Donnerstag, 07. Juli:
Nach einer unruhigen Nacht vor dem Hauptportal des Straßenverkehrsamtes, in der Erwin B. immerhin auf Platz fünfzehn
vorstoßen konnte, sickert durch, dass Donnerstags neuerdings nur noch Krafträder bis 500 ccm, sowie landwirtschaftliche
Zugmaschinen mit ungeradem Baujahr bearbeitet werden.
Freitag, 08. Juli:
Gegen 12:07 Uhr gelingt Erwin B. überraschend der Vorstoß an den Schreibtisch von Amtsinspektor Köppel. Der vorherige
Antragsteller mußte das Zulassungsverfahren für seinen nicht mehr fabrikneuen Borgward Isabella nach 40 Jahren vorzeitig
abbrechen, weil Neuwagen ohne Katalysator nicht mehr zugelassen werden. Da die Antragsfrist werktags um 12 Uhr endet,
kommt es nur noch zu einer mürrischen Begrüßung zwischen Erwin B. und Köppel und dem Verweis auf die Bürozeiten der nächste
Woche. Erwin B. beschließt, diesmal allen anderen Antragstellern zuvor zu kommen.
Montag, 11. Juli:
Nach einem tristen Wochenende im engen Garderobenschrank der Amtsräume hat Erwin B. an Startnummer eins kein Glück.
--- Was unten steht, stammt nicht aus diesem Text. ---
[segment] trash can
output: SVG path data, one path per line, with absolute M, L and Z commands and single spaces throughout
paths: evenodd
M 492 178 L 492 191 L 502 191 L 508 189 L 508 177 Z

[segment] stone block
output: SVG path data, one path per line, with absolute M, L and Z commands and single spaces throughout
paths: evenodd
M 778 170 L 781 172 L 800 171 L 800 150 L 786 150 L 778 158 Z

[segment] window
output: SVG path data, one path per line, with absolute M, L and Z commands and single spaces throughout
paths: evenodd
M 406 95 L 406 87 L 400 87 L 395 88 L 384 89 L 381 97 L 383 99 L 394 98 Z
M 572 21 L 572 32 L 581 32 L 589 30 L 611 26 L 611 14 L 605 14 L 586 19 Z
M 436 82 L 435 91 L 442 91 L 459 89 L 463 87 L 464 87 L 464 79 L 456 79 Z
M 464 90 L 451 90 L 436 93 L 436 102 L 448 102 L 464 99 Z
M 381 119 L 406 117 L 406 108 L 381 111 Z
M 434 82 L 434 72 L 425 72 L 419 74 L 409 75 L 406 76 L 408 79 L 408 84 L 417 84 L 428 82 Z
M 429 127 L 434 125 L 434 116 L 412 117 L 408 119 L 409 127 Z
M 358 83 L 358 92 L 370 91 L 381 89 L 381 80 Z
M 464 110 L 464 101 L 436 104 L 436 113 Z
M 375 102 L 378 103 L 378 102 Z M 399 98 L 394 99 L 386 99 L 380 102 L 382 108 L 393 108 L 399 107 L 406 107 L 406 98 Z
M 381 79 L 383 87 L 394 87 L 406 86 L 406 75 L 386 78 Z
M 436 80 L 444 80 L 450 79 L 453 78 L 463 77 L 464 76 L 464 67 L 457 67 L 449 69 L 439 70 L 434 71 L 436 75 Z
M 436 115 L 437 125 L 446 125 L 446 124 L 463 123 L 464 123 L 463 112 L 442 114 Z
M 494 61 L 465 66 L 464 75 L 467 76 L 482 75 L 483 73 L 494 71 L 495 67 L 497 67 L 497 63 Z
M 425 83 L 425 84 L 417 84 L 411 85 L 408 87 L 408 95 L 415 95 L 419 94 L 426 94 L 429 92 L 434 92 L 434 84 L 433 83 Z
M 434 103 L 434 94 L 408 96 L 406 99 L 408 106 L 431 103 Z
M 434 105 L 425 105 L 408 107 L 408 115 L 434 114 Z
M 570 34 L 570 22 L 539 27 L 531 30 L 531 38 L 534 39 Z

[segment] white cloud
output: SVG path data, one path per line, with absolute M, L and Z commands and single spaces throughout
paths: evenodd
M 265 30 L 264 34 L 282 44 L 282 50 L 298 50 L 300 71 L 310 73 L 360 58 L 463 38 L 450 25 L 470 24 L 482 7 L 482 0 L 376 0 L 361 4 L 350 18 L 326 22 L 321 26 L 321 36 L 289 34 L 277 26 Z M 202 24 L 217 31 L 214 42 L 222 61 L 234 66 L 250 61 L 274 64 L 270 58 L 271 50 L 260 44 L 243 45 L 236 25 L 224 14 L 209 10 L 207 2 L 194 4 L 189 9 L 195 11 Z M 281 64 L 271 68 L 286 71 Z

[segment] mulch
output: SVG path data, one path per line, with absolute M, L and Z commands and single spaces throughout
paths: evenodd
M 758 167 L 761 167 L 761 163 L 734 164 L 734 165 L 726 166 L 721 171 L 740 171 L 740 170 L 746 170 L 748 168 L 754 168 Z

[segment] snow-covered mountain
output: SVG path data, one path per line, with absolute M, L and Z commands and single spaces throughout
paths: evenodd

Der
bestens ausgeruhte Amtsinspektor erkennt auf einen Blick die nachlässige Entgratung der Bohrlöcher auf den alten
Nummernschildern, sowie das teilweise unleserliche Datum auf der Abmeldebescheinung. Zu allem Unglück fällt Köppel über
eine gravierende Unregelmäßkeit in den Antragsdokumenten. Erwin B.s kürzlicher Umzug vom Önkelstieg 31 nach 31b gehe aus
den letzten AU-Berichten nicht hervor. Aus einer menschlichen Regung heraus verzichtet Köppel zwar auf Strafverfolgung
dieser Tatbestände, muss den Antrag natürlich dennoch ablehnen.
Dienstag, 12. Juli:
7:17 Uhr:
Amtsleiter Köppel lehnt unter Hinweis auf das fehlende polizeiliche Führungszeugnis des Vorbesitzers, sowie die verjährte
Unbedenklichkeitsbescheinigung für die selbstklebende Parkmünzbox, den gesamten Zulassungsantrag erneut ab.
7:31 Uhr:
Drei entsicherte Eierhandgranaten mit gültiger Nato-Prüfplakette rollen vom Hauptportal kommend mit hohlem Geräusch durch
den sorgsam gebohnerten Flur der Kraftfahrzeugzulassungsstelle. Vier Sekunden später erschüttert eine gewaltige Detonation
den historischen Marktplatz.
7:54 Uhr:
Das Straßenverkehrsamt ist nicht mehr. Aus rauchenden Trümmern befreien sich verwirrte Menschen ohne Hoffnung,
Antragsteller wie Du und ich, die nur mal ein Kraftfahrzeug anmelden wollten.